Updated on 2024-04-11 GMT+08:00

ALM-12052 Usage of Temporary TCP Ports Exceeds the Threshold (For MRS 2.x or Earlier)

Description

The system checks the usage of temporary TCP ports every 30 seconds. This alarm is generated when the usage of temporary TCP ports exceeds the threshold (the default threshold is 80%) for multiple times (the default value is 5).

You can change the threshold by choosing System > Threshold Configuration > Host > Network Status > TCP Ephemeral Port Usage > TCP Ephemeral Port Usage.

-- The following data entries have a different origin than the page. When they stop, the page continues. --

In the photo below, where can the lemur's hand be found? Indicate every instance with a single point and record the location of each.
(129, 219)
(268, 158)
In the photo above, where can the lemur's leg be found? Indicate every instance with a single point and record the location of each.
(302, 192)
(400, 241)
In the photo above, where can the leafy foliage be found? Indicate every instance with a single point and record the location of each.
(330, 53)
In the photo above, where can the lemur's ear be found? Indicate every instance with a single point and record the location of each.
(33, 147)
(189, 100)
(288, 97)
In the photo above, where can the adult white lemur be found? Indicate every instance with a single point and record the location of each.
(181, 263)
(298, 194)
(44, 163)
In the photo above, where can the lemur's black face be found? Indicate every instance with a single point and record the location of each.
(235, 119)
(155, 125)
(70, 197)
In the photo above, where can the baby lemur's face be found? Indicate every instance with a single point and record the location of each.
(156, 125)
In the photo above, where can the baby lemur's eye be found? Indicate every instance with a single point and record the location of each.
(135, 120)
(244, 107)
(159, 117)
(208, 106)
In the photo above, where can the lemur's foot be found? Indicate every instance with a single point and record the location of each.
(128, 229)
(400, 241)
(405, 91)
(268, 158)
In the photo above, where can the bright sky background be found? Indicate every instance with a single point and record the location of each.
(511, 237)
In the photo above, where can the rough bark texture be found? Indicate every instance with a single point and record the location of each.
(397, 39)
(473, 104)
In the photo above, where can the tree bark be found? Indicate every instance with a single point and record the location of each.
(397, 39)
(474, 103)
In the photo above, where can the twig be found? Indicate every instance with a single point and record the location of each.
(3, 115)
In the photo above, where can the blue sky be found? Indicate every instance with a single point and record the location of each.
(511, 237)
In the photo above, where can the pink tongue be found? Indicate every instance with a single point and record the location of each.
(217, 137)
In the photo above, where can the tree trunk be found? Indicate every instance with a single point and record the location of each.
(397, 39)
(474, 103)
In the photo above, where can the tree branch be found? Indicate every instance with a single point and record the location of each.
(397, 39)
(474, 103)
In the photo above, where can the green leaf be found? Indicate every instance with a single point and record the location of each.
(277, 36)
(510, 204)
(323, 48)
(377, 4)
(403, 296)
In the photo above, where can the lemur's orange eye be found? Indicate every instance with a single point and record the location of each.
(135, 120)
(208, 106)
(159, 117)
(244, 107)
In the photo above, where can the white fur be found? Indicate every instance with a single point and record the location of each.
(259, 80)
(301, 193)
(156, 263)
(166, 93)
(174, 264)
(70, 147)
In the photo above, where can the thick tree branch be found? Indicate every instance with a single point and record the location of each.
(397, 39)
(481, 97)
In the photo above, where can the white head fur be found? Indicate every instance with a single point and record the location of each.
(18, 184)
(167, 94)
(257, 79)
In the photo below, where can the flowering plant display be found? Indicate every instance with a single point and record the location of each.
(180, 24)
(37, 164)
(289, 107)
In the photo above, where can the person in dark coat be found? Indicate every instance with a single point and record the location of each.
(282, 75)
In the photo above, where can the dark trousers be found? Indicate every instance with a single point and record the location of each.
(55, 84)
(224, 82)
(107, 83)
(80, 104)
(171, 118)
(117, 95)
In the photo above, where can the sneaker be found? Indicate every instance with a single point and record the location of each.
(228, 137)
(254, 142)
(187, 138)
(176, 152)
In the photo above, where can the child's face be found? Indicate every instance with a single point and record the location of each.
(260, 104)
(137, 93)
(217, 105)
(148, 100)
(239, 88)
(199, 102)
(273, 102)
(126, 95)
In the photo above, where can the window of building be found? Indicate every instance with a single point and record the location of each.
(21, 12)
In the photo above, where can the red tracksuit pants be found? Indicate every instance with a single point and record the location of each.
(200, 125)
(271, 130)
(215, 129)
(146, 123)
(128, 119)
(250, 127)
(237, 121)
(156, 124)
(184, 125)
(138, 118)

If the hit number is 1, this alarm is cleared when the usage of temporary TCP ports is less than or equal to the threshold. If the hit number is greater than 1, this alarm is cleared when the usage of temporary TCP ports is less than or equal to 90% of the threshold.

Attribute

Alarm ID

Alarm Severity

Auto Clear

12052

Major

Yes

Parameters

Parameter

Description

ServiceName

Specifies the service for which the alarm is generated.

RoleName

Specifies the role for which the alarm is generated.

HostName

Specifies the host for which the alarm is generated.

Trigger Condition

Specifies the threshold for triggering the alarm.

Impact on the System

Services on the host fail to establish connections with the external and services are interrupted.

Possible Causes

  • The temporary ports do not meet service requirements.
  • The system is abnormal.

Procedure

Expand the range of temporary ports.

  1. Go to the MRS cluster details page and choose Alarms.
  2. In the real-time alarm list, click the alarm. In the Alarm Details area, obtain the IP address of the host for which the alarm is generated.
  3. Use PuTTY to log in to the host for which the alarm is generated as user omm.
  4. Run the cat /proc/sys/net/ipv4/ip_local_port_range |cut -f 1 command to obtain the start port number. Run the cat /proc/sys/net/ipv4/ip_local_port_range |cut -f 2 command to obtain the end port number. Subtract the start port number from the end port number to obtain the total number of temporary ports. If the total number of temporary ports is less than 28,232, the random port range of the OS is too small. In this case, contact the system administrator to expand the port range.
  5. Run the ss -ant 2>/dev/null | grep -v LISTEN | awk 'NR > 2 {print $4}'|cut -d ':' -f 2 | awk '$1 >"start port number" {print $1}' | sort -u | wc -l command to calculate the number of used temporary ports.
  6. Calculate the usage of temporary ports using the following formula: Usage of temporary ports = (Number of used temporary ports/Total number of temporary ports) x 100. Check whether the usage exceeds the threshold.

    • If yes, go to 8.
    • If no, go to 7.

  7. Wait 5 minutes and check whether the alarm is cleared.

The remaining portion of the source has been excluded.